Competition began with complications. They bombed the first round through a combination of jetlag and petulant refusal to withdraw from the Middle East.9 In a conference call after the debate, the Provost introduced his Dean of Self-Improvement, who, to look at, had self-improved right out of the criminal justice system and into the tertiary sector. “Get it together, guys,” he warned, in a pop-psychology-by-way-of-solitary-confinement kind of way. But they didn’t. The next round was miffed when a “this is all your fault”-“no it’s yours” kind of argument erupted at the topic table, and led them to mistakenly prep affirmative when they were neg. Attempts to obscure this fact, by substituting “not” “anti-” and “un-” before as many words as they could were similarly futile. They approached the debates that followed through vacant eyes with thousand-palm card stares, speaking in dull warbles and bombing out every time.
The silent rounds were still to come, but the delegate math was pure Hillary. There weren’t enough points left for them to advance, so instead they returned to the hotel, and complained up a partial refund;10 re-directed their flights, absconded in the night.
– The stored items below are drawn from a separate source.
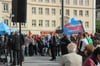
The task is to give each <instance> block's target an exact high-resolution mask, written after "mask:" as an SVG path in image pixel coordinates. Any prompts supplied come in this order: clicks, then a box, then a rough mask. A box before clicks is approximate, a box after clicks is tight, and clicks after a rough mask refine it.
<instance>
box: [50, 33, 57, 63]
mask: <svg viewBox="0 0 100 66" xmlns="http://www.w3.org/2000/svg"><path fill="white" fill-rule="evenodd" d="M49 43H50V49H51V57H52V58H51V59H50V61H53V60H56V37H55V36H54V35H52V34H51V38H50V41H49Z"/></svg>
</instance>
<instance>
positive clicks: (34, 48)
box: [33, 36, 37, 55]
mask: <svg viewBox="0 0 100 66" xmlns="http://www.w3.org/2000/svg"><path fill="white" fill-rule="evenodd" d="M35 38H36V36H33V55H37V48H36V40H35Z"/></svg>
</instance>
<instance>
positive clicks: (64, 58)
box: [61, 43, 82, 66]
mask: <svg viewBox="0 0 100 66" xmlns="http://www.w3.org/2000/svg"><path fill="white" fill-rule="evenodd" d="M67 49H68V52H69V53H68V54H65V55H63V56H62V58H61V66H82V56H80V55H78V54H77V53H76V50H77V46H76V44H74V43H70V44H68V46H67Z"/></svg>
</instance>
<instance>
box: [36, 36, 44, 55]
mask: <svg viewBox="0 0 100 66" xmlns="http://www.w3.org/2000/svg"><path fill="white" fill-rule="evenodd" d="M38 39H39V40H38V42H37V43H38V49H39V53H40V55H41V56H44V54H43V47H44V44H43V41H42V39H41V38H40V37H39V38H38Z"/></svg>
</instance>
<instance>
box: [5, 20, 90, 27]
mask: <svg viewBox="0 0 100 66" xmlns="http://www.w3.org/2000/svg"><path fill="white" fill-rule="evenodd" d="M4 22H5V23H6V24H7V25H8V19H4ZM51 24H52V27H56V21H55V20H52V23H51ZM13 26H14V27H17V23H16V22H13ZM21 26H22V27H25V26H26V23H21ZM32 26H33V27H36V26H37V22H36V20H32ZM38 26H39V27H43V20H39V23H38ZM45 27H50V21H49V20H45ZM85 27H86V28H89V22H88V21H86V22H85Z"/></svg>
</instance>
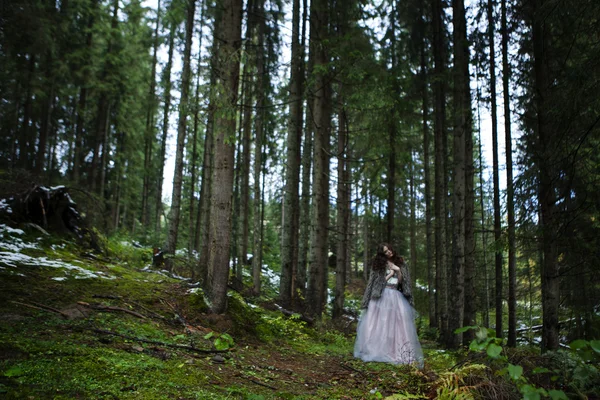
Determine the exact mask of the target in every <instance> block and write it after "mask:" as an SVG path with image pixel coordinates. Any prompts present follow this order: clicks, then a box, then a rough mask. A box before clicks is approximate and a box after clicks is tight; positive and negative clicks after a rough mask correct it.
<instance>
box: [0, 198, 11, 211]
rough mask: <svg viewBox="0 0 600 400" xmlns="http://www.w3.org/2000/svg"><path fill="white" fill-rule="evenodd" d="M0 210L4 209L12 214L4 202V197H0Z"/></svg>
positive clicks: (8, 206)
mask: <svg viewBox="0 0 600 400" xmlns="http://www.w3.org/2000/svg"><path fill="white" fill-rule="evenodd" d="M0 211H4V212H5V213H7V214H12V208H10V206H9V205H8V203H7V202H6V199H0Z"/></svg>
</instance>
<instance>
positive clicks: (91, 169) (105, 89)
mask: <svg viewBox="0 0 600 400" xmlns="http://www.w3.org/2000/svg"><path fill="white" fill-rule="evenodd" d="M118 16H119V0H114V3H113V13H112V20H111V24H110V37H109V39H108V44H107V46H106V53H105V56H104V57H105V62H104V67H103V69H102V73H101V76H100V81H101V82H105V81H106V80H107V78H108V75H109V74H110V73H111V72H112V71H113V68H114V65H113V61H112V58H113V57H114V54H113V47H114V39H115V37H114V36H115V35H116V30H117V26H118V24H119V18H118ZM109 111H110V98H109V93H108V90H107V89H101V90H100V98H99V100H98V106H97V111H96V113H97V114H96V135H95V137H94V139H93V141H94V149H93V153H92V163H91V166H90V174H89V176H88V182H89V184H90V186H91V189H92V191H93V192H96V193H98V194H99V195H100V196H103V195H104V194H103V193H101V192H100V187H101V185H100V178H101V176H102V155H101V154H100V148H101V147H103V145H104V142H105V141H106V136H107V135H108V131H107V127H108V119H109ZM102 151H103V152H104V149H102Z"/></svg>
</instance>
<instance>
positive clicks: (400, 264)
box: [360, 263, 415, 308]
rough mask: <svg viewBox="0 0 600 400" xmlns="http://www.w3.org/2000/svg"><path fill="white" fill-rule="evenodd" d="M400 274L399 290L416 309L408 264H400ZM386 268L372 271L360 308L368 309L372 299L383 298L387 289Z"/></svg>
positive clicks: (369, 277) (403, 263) (411, 305)
mask: <svg viewBox="0 0 600 400" xmlns="http://www.w3.org/2000/svg"><path fill="white" fill-rule="evenodd" d="M399 267H400V273H401V274H402V281H401V283H400V285H398V286H399V287H398V290H400V291H401V292H402V294H403V295H404V297H406V300H408V302H409V303H410V305H411V306H413V307H414V305H415V304H414V300H413V297H412V289H411V286H410V273H409V272H408V266H407V265H406V263H402V264H400V266H399ZM385 283H386V281H385V268H384V269H381V270H378V271H371V276H370V277H369V282H368V283H367V288H366V289H365V294H364V295H363V299H362V303H361V305H360V308H368V307H369V301H371V300H372V299H378V298H380V297H381V293H382V292H383V289H384V288H385Z"/></svg>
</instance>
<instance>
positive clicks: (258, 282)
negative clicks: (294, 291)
mask: <svg viewBox="0 0 600 400" xmlns="http://www.w3.org/2000/svg"><path fill="white" fill-rule="evenodd" d="M257 14H258V16H257V17H258V20H259V24H258V51H257V59H256V73H257V79H256V88H257V91H256V110H257V112H256V120H255V128H254V129H255V132H256V133H255V134H256V139H255V142H254V240H253V246H252V247H253V252H252V284H253V291H254V294H256V295H260V291H261V275H262V239H263V220H264V206H263V199H264V190H265V179H264V173H263V168H262V167H263V142H264V136H265V134H264V126H265V125H264V119H265V112H266V111H265V108H264V104H265V89H266V82H265V71H266V66H265V62H266V60H265V55H264V51H263V48H264V34H265V19H264V4H263V3H262V2H258V7H257ZM261 181H262V186H261Z"/></svg>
- Full disclosure: Yours Truly has never attended one of these tournaments and ended an uninspiring debating career with an elimination loss to Tangara in the Catholic Schools Debating Association competition circa-2008. As a coach, Y.T. is 2-1, with his financial future dependent on how the 7s match up in ISDA next week.
- Don’t be fooled, the ‘university’ is online only, no bricks or mortar, but nonetheless shares something with our campus in terms of being run by very bad dudes.
- Pseudonym, Dickensian (the man is a pleasure to be with).
- Without realising, David—who thought he found the University and enacted the plan of his own steam—had the idea implanted subconsciously when he, stoned out of his mind, sat couch potato at home base during Australs, 2013.
- Wearing U of [R] apparel, obviously.
- The university maintained a large merchandise line and, as the majority of teaching took place via video (esp. for the popular Dip. Phys Ed (Physiotherapy) stream), the staff including Provost staked out a bare corner of an Anytime Fitness in South Singapore to festoon a University crest and surreptitiously film demonstration videos or threatening Skype messages. The proprietor of the gym was unenthused but settled for a one-off fee and honorary doctorate.
- Y.T. can’t name him here, but if you contact Y.T. directly Y.T. will hook you up.
- Like any co-curricular, debating strategy evolves over time, and the arguments that pass at tournaments generally align with the broader political zeitgeist. University debaters 2016, so politically conscious and broadly left wing, have very little in common with prodigious high school debaters 2010, who resemble young Christopher Hitchenses for their freedom fetishism and predilection for boots on the ground.
- And realised later that it was the first successful argument they had proffered all tourney.